Old men were taken from their dwellings and put to death in a cruel way
and their bodies weltered in the blood and were left to be either picked
up by the women and children and given as decent burial as the surrounding
circumstances would admit or left for the wild beast or fowls of the air
to devour. I earnestly hope the horrors and brutalities in those awful days
of carnage and butchery will never be repeated again. War Is fearful. It
crushes men to death, starves women and children, demoralizes the human
race, and makes incarnate fiends out of men. The American people were taught
a great lesson in our late war. The lesson is so important that they will
never forget it and we trust that all the people in the United States will
live in peace and harmony as long as our government exist as a nation. May
peace and good will prevail among all nations as long as time lasts and
every human being on the face of the earth ought to pray and work to that
end. This is enough for the present and we will go on with our story.
John Fritts was an early settler on Richland Creek in Madison County, Arkansas.
His wife was named Jane and their home was one and a half miles above the
village of Wesley. The names of their children were Henry, Preston, Alexander,
Wright, George, William, Peter, Frank, Charley, Elizabeth, and Mary. John
Fritts was a brother of George Fritts who lived on the north bank of White
River in Marion County. He was a great lover of sugar and has been known
to consume one or two pounds at a time without any injurious effects. In
the year 1857 he paid his brother George Fritts a visit and the two brothers
enjoyed themselves hunting and fishing together along White River in Keesee
township. One day they went up to the village of Dubuque and spent the day
among the settlers who had congregated there. Some of the men got into a
discussion as to who could eat the most sugar and John Fritts remarked that
he could consume three pounds at one sitting which some of the men disputed.
They contended that it was impossible for one man to eat that amount of
sugar at one time and live over it. Fritts declared that he could eat that
amount and never grunt from the effects of it. "Well, If said one of
the men, "if you will promise to eat three pounds of sugar without
stopping we will pay for it." "All right, " said Mr. Fritts,
"weigh the sugar and put it on paper on the counter." And they
did so and Fritts commenced the work of putting the three pounds of sugar
down his throat out of sight. The pile of sugar gradually grew less in size
until it all disappeared which astonished everyone present except the one
who ate it. But their astonishment was much greater when they found by waiting
that Fritts glutinous appetite for sugar was followed by no bad results.
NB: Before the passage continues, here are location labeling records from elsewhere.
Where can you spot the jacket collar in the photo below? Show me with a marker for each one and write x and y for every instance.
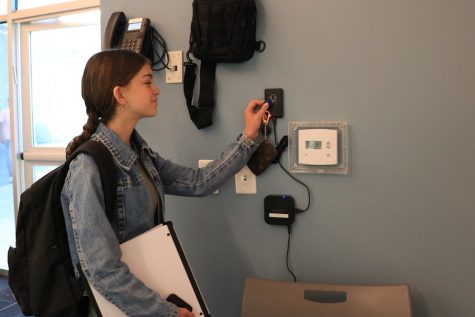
(123, 153)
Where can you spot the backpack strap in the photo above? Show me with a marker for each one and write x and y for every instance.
(202, 116)
(105, 163)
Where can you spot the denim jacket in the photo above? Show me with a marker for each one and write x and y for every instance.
(94, 241)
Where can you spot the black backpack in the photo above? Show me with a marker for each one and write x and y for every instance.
(222, 31)
(41, 274)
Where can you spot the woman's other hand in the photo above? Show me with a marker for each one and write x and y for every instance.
(183, 312)
(253, 115)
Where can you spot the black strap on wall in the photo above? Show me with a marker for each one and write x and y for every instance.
(201, 115)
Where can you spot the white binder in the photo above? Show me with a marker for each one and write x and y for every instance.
(156, 258)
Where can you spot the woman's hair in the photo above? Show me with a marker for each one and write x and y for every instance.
(103, 72)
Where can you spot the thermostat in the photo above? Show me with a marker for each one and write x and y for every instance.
(318, 146)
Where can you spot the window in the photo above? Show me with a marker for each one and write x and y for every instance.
(44, 46)
(7, 214)
(56, 52)
(25, 4)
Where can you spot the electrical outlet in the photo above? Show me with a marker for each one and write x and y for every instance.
(245, 181)
(276, 95)
(203, 163)
(174, 75)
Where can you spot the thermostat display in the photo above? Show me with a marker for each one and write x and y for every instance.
(318, 146)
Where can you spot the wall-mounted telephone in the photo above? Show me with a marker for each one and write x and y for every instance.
(131, 34)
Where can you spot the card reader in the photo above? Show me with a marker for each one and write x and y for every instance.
(279, 210)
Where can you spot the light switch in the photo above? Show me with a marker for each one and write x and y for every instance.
(245, 181)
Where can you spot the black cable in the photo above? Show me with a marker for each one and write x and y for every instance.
(274, 123)
(160, 50)
(289, 228)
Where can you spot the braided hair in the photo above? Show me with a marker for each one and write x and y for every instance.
(104, 71)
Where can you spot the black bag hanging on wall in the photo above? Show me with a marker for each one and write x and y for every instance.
(222, 31)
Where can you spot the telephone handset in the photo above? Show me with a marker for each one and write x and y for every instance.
(130, 34)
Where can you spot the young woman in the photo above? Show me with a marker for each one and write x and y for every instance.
(118, 89)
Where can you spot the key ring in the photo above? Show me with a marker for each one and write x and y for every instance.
(266, 117)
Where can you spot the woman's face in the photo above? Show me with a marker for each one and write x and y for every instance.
(141, 94)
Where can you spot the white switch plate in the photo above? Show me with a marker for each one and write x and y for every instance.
(245, 181)
(175, 62)
(203, 163)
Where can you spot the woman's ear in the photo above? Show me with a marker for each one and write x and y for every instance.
(118, 95)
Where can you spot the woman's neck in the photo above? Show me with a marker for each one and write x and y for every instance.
(123, 128)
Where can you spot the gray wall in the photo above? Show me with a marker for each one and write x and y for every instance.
(402, 73)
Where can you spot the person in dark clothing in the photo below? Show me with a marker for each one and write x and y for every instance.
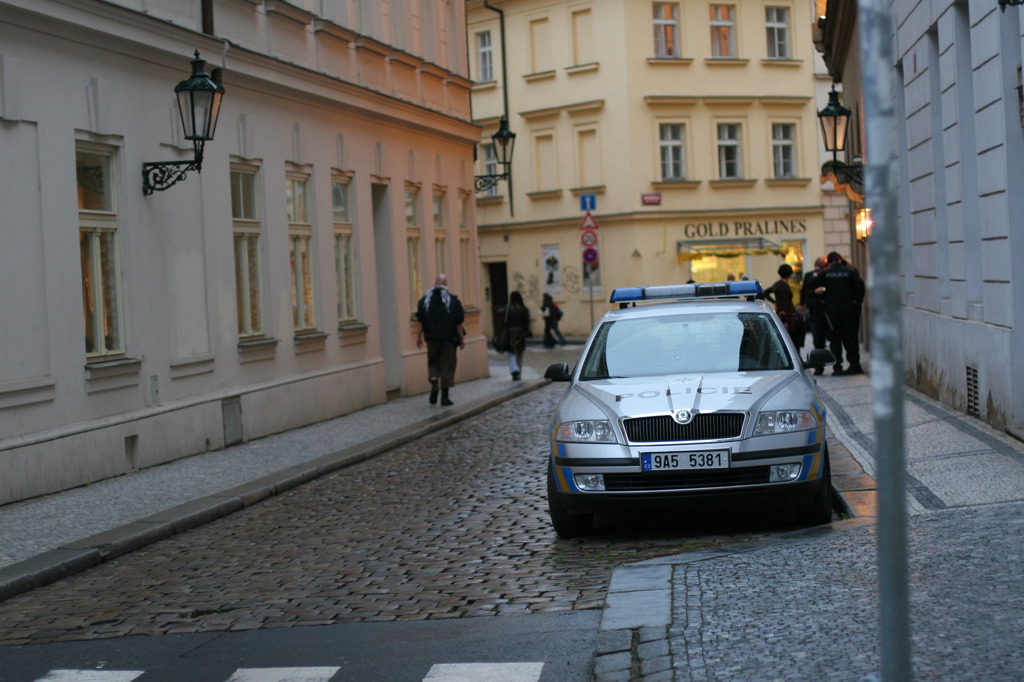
(814, 305)
(781, 295)
(515, 317)
(842, 292)
(440, 315)
(551, 313)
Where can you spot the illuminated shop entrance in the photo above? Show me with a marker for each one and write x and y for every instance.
(757, 259)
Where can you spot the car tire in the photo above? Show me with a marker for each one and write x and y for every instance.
(818, 511)
(566, 525)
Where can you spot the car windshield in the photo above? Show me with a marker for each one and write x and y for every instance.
(690, 343)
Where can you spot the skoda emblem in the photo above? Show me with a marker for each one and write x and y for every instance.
(683, 416)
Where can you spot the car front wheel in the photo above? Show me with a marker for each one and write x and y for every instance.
(565, 524)
(818, 511)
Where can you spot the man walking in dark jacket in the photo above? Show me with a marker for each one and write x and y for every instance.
(842, 293)
(440, 316)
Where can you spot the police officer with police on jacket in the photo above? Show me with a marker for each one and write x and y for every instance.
(842, 292)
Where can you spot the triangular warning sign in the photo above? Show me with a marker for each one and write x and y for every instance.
(588, 222)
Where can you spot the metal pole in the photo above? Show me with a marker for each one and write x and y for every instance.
(878, 64)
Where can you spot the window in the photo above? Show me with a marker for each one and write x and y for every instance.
(588, 159)
(783, 154)
(466, 258)
(413, 246)
(723, 38)
(583, 38)
(300, 238)
(540, 45)
(666, 30)
(97, 237)
(440, 262)
(246, 228)
(728, 151)
(344, 257)
(484, 57)
(489, 160)
(673, 159)
(465, 251)
(777, 25)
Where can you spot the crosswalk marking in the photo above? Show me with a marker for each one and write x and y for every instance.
(91, 676)
(508, 672)
(522, 672)
(283, 674)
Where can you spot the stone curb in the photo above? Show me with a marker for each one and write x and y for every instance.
(633, 637)
(83, 554)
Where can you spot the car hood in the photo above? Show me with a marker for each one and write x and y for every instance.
(720, 391)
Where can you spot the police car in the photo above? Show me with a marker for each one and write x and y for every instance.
(688, 393)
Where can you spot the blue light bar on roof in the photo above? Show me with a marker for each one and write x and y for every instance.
(677, 292)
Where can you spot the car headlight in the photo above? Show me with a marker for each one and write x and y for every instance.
(783, 421)
(587, 431)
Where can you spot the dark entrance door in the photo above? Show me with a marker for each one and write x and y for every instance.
(498, 274)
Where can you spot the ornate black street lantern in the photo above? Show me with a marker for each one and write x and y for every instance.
(504, 142)
(199, 104)
(835, 119)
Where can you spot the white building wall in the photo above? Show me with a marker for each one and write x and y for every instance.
(102, 73)
(960, 130)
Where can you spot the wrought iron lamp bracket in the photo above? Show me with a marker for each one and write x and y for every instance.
(160, 175)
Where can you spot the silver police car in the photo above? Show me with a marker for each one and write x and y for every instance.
(686, 394)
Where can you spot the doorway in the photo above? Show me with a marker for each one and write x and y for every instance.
(386, 305)
(498, 287)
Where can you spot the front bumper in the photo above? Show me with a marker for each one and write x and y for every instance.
(747, 479)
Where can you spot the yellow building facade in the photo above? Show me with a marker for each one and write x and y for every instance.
(656, 142)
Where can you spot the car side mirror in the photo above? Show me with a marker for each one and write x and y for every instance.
(558, 372)
(818, 357)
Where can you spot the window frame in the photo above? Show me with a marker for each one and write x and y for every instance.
(413, 242)
(484, 57)
(488, 163)
(102, 288)
(247, 232)
(666, 146)
(345, 262)
(777, 33)
(724, 144)
(666, 47)
(302, 249)
(717, 27)
(782, 147)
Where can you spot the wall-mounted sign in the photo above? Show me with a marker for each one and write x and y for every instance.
(741, 228)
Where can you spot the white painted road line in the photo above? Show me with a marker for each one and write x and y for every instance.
(91, 676)
(508, 672)
(283, 675)
(525, 672)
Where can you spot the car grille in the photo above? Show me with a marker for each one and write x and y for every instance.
(676, 480)
(710, 426)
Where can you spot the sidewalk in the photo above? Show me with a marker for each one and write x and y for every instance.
(805, 605)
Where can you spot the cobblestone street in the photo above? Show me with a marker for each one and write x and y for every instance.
(452, 525)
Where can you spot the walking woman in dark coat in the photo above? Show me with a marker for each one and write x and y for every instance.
(516, 320)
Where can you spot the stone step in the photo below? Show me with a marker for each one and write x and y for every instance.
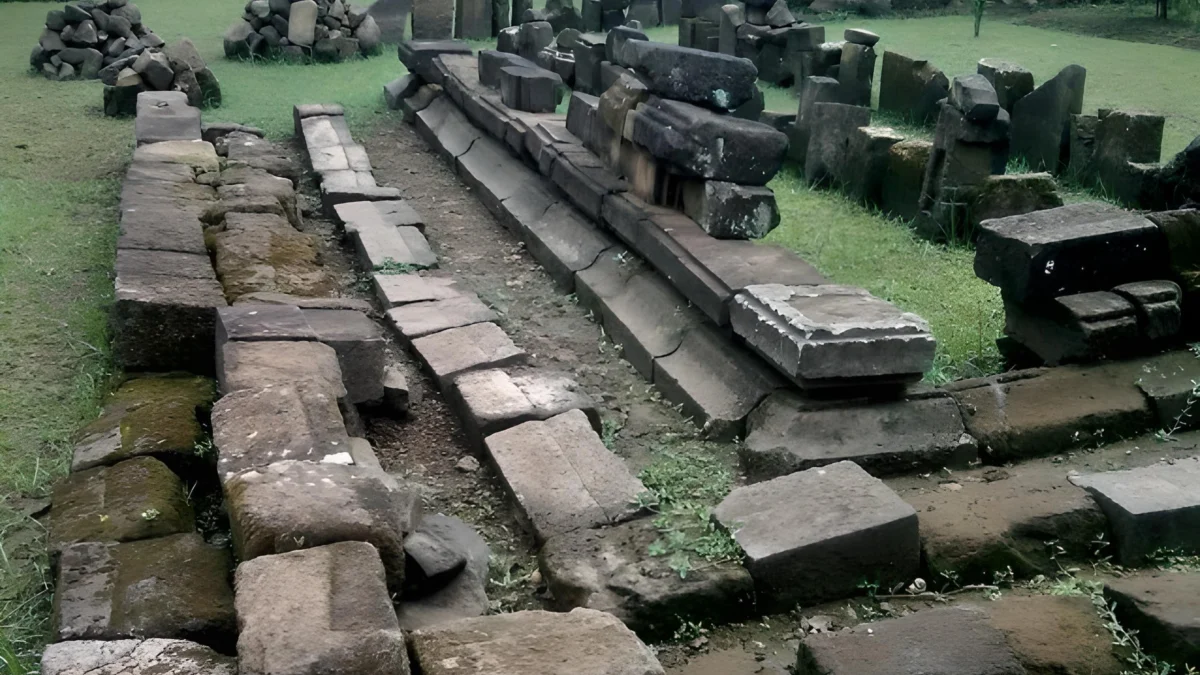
(562, 476)
(337, 608)
(172, 586)
(849, 527)
(532, 641)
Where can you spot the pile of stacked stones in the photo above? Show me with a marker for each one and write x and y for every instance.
(325, 30)
(83, 37)
(177, 67)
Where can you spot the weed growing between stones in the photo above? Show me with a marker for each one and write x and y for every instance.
(683, 488)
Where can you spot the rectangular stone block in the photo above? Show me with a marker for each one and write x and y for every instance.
(832, 335)
(340, 615)
(850, 527)
(562, 476)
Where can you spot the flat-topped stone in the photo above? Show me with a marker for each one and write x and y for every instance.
(937, 640)
(418, 320)
(339, 614)
(562, 475)
(850, 526)
(135, 657)
(1151, 507)
(471, 347)
(789, 432)
(1072, 249)
(172, 586)
(531, 643)
(832, 335)
(298, 505)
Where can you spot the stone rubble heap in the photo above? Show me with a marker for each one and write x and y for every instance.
(322, 30)
(175, 67)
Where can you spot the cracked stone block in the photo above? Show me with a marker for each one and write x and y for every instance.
(849, 527)
(151, 416)
(939, 640)
(1074, 328)
(165, 309)
(135, 657)
(253, 364)
(255, 428)
(137, 499)
(297, 505)
(607, 569)
(1074, 249)
(832, 335)
(172, 586)
(531, 643)
(1041, 412)
(1150, 508)
(789, 432)
(1162, 608)
(397, 290)
(460, 350)
(418, 320)
(493, 400)
(562, 476)
(339, 614)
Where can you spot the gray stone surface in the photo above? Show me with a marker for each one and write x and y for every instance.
(135, 657)
(562, 476)
(340, 616)
(471, 347)
(849, 527)
(832, 335)
(789, 432)
(939, 640)
(531, 643)
(1150, 508)
(418, 320)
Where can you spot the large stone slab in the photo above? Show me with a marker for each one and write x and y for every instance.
(789, 432)
(531, 643)
(609, 569)
(1074, 249)
(111, 503)
(1150, 508)
(172, 586)
(135, 657)
(562, 475)
(1162, 607)
(337, 608)
(849, 527)
(471, 347)
(695, 76)
(832, 335)
(937, 640)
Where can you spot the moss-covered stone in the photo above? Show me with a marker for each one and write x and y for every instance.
(157, 416)
(137, 499)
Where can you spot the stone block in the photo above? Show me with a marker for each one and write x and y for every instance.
(850, 526)
(291, 506)
(717, 81)
(789, 432)
(418, 320)
(607, 569)
(1150, 508)
(1072, 249)
(562, 476)
(340, 615)
(490, 401)
(173, 586)
(940, 640)
(453, 352)
(135, 657)
(137, 499)
(832, 335)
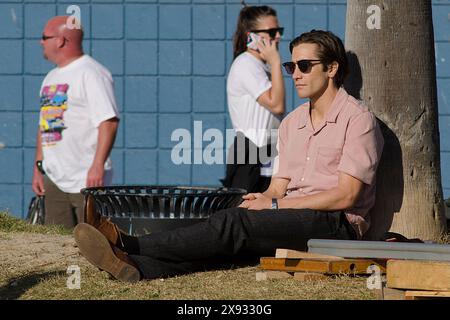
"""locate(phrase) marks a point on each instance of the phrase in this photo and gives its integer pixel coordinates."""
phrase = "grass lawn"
(34, 262)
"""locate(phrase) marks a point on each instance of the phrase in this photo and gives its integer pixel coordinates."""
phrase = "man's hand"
(95, 176)
(256, 201)
(37, 183)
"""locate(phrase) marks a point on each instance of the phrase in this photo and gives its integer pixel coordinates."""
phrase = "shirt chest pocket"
(327, 160)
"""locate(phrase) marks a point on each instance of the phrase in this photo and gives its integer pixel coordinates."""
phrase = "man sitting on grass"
(323, 188)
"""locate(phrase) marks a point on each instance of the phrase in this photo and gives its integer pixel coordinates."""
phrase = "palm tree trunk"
(393, 72)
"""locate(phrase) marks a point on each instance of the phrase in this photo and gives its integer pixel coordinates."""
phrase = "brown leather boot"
(98, 251)
(110, 230)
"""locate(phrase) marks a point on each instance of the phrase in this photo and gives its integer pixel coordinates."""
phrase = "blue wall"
(169, 59)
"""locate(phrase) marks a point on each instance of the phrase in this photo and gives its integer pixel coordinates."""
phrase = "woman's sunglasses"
(303, 65)
(272, 32)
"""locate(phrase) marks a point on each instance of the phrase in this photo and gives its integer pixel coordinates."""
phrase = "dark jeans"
(232, 233)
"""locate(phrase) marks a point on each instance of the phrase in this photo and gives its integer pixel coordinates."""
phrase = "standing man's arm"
(38, 180)
(106, 136)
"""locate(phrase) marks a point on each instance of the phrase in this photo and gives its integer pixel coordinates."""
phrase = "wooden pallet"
(323, 266)
(299, 276)
(418, 275)
(396, 294)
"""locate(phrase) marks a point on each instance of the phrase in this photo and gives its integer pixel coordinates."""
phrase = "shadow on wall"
(390, 183)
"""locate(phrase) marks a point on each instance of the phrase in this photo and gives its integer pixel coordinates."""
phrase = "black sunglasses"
(272, 31)
(303, 65)
(44, 37)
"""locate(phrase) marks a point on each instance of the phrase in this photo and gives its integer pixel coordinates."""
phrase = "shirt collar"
(304, 115)
(336, 107)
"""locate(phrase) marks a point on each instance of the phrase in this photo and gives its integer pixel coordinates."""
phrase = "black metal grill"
(143, 206)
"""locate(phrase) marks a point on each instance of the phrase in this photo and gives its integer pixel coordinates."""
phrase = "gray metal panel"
(380, 249)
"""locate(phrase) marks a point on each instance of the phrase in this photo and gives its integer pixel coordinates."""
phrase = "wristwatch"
(274, 203)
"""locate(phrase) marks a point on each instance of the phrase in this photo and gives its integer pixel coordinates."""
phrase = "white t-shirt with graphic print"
(75, 99)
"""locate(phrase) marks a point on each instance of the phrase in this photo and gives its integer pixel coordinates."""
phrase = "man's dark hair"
(330, 49)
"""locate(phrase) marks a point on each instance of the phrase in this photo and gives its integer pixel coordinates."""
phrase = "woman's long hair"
(247, 21)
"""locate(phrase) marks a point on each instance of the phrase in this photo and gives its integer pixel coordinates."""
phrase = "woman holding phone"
(255, 93)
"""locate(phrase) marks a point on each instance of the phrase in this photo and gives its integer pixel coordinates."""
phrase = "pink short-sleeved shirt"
(349, 141)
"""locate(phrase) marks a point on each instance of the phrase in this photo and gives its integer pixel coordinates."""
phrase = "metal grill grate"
(162, 202)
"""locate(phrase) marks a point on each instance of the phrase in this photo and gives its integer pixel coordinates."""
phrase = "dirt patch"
(28, 251)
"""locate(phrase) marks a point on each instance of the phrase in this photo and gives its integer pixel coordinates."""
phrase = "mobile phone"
(252, 40)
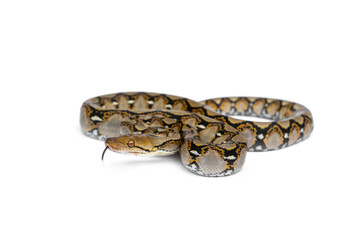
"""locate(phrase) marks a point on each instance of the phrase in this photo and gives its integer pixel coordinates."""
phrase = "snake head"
(131, 143)
(148, 144)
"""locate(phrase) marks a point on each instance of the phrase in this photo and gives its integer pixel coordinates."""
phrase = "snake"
(211, 139)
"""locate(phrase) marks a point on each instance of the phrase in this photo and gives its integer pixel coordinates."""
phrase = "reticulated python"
(210, 142)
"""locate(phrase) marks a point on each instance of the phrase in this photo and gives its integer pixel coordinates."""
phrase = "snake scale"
(211, 143)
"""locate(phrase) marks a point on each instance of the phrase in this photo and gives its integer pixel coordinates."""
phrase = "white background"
(56, 54)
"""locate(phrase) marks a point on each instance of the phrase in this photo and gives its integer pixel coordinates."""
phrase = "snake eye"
(131, 143)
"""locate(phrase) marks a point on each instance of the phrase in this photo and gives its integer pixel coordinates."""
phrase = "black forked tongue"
(102, 156)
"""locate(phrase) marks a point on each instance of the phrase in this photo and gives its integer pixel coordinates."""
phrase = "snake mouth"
(124, 150)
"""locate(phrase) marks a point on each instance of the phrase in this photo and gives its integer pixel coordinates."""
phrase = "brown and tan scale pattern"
(210, 141)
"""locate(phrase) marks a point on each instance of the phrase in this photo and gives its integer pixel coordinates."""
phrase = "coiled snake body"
(210, 142)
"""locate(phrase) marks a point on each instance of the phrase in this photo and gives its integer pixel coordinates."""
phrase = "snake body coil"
(210, 142)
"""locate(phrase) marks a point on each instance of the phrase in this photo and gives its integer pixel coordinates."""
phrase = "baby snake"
(210, 142)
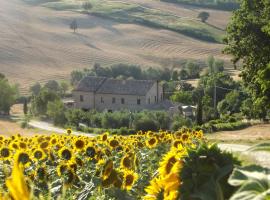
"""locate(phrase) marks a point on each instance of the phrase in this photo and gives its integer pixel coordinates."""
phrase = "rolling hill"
(36, 43)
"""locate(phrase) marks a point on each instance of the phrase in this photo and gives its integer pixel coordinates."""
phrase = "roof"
(114, 86)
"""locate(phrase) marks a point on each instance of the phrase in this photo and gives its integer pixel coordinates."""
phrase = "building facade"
(102, 93)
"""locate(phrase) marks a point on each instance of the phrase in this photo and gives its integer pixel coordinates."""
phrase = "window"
(81, 98)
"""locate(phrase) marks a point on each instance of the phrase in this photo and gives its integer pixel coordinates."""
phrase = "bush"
(145, 124)
(205, 173)
(224, 126)
(180, 121)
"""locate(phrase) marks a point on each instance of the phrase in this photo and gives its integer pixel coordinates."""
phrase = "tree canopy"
(248, 40)
(8, 94)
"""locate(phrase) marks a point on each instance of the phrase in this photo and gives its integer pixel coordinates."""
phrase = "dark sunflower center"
(66, 154)
(23, 158)
(152, 141)
(170, 164)
(127, 162)
(38, 154)
(79, 144)
(114, 143)
(5, 152)
(129, 179)
(90, 151)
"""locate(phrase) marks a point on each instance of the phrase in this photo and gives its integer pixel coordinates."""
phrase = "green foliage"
(214, 65)
(35, 89)
(205, 174)
(231, 104)
(145, 124)
(248, 40)
(25, 107)
(184, 97)
(39, 102)
(253, 182)
(123, 120)
(8, 95)
(73, 25)
(180, 121)
(225, 124)
(56, 112)
(52, 85)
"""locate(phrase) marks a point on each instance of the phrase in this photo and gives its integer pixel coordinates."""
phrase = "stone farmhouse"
(101, 93)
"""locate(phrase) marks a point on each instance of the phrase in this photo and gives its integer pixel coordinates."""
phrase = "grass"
(133, 13)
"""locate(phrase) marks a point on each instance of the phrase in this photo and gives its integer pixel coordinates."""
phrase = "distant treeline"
(215, 4)
(200, 34)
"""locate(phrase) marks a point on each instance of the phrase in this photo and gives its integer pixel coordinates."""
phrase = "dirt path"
(252, 134)
(49, 127)
(36, 43)
(262, 158)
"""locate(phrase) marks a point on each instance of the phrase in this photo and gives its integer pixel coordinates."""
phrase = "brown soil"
(37, 45)
(252, 134)
(8, 128)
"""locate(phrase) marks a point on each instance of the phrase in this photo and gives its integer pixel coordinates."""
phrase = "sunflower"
(53, 141)
(185, 137)
(167, 163)
(90, 151)
(65, 153)
(5, 153)
(171, 186)
(104, 136)
(69, 131)
(14, 145)
(61, 168)
(111, 179)
(79, 144)
(176, 143)
(22, 157)
(130, 177)
(154, 190)
(16, 184)
(39, 154)
(152, 142)
(114, 143)
(107, 170)
(44, 145)
(126, 162)
(41, 173)
(22, 145)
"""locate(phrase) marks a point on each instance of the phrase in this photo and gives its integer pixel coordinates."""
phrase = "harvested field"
(253, 134)
(8, 128)
(37, 45)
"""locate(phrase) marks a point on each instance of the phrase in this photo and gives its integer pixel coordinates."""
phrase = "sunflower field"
(147, 165)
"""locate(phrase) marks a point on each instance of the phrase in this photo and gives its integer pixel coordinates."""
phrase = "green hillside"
(134, 13)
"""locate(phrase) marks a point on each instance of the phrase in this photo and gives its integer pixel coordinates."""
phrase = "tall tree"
(74, 25)
(8, 95)
(35, 89)
(248, 40)
(25, 107)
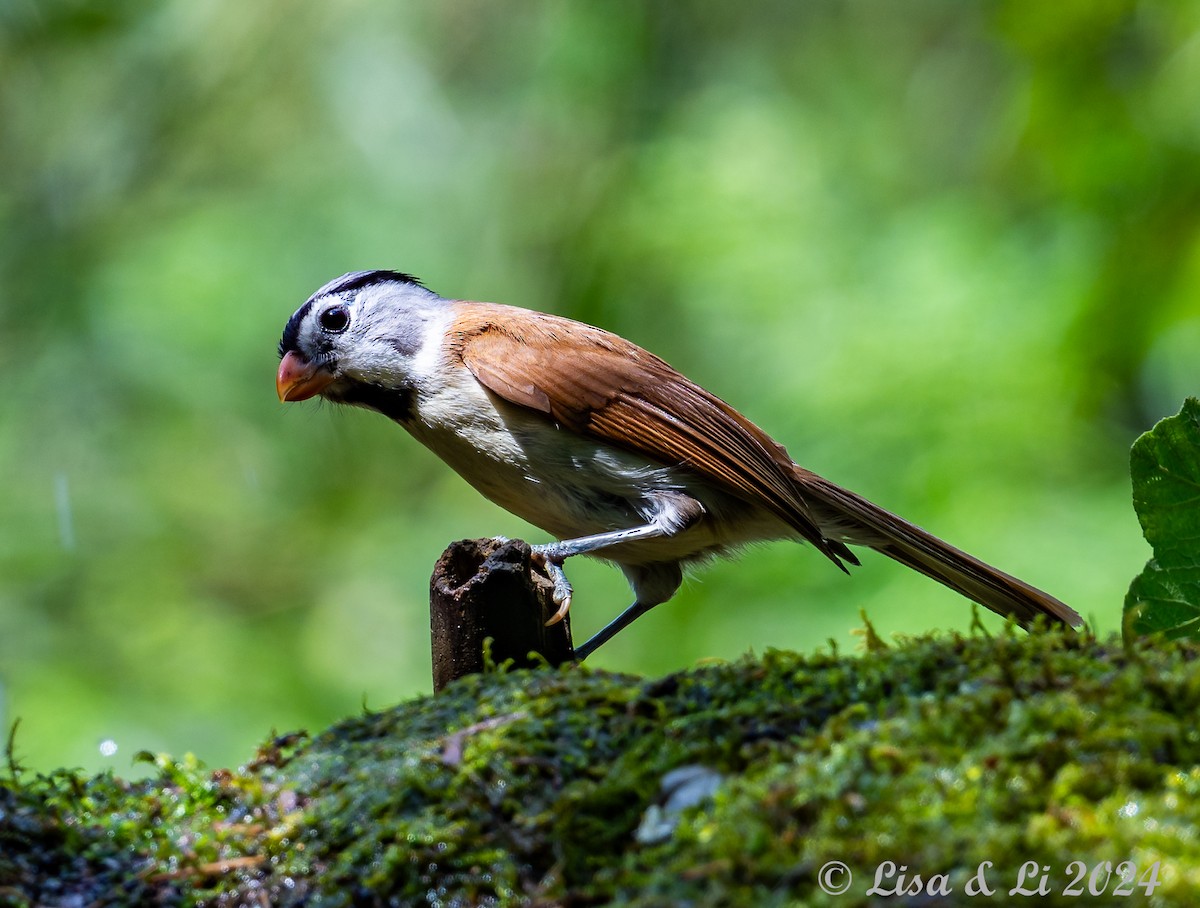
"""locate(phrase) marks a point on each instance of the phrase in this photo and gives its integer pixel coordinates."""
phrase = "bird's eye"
(335, 319)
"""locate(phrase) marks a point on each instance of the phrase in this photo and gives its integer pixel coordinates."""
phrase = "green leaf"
(1165, 468)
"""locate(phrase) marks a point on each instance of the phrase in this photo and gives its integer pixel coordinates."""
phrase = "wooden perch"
(483, 588)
John Fritts was a well-to-do man and had many friends. When the war broke
out he sympathized with the union and was killed during the war. The account
of his death was furnished me by Mrs. Mary Ann Fritts, a daughter-in-law
of his. She said that in the early part of the night of July 27, 1864, a
party of men dashed up to the yard fence and dismounted and some of the
men ordered Mr. Fritts to come out into the yard. A sister of Fritts
wife named Elizabeth was there that night and a man of the name of John
Guin was also there. Fritts and Guin were upstairs asleep and the women
were downstairs. There were none of the children at home except the little
ones. Not getting any answer, part of the men entered the house and made
a search and found the two men in bed asleep and awoke them in a rough manner
and ordered them both downstairs. They were reluctant about going but understanding
that they would be shot in the house if they did not go and they yielded
to the demands of the murderers and was conducted downstairs. Mr. Fritts
wife and her sister pleaded in vain for the heartless men not kill them.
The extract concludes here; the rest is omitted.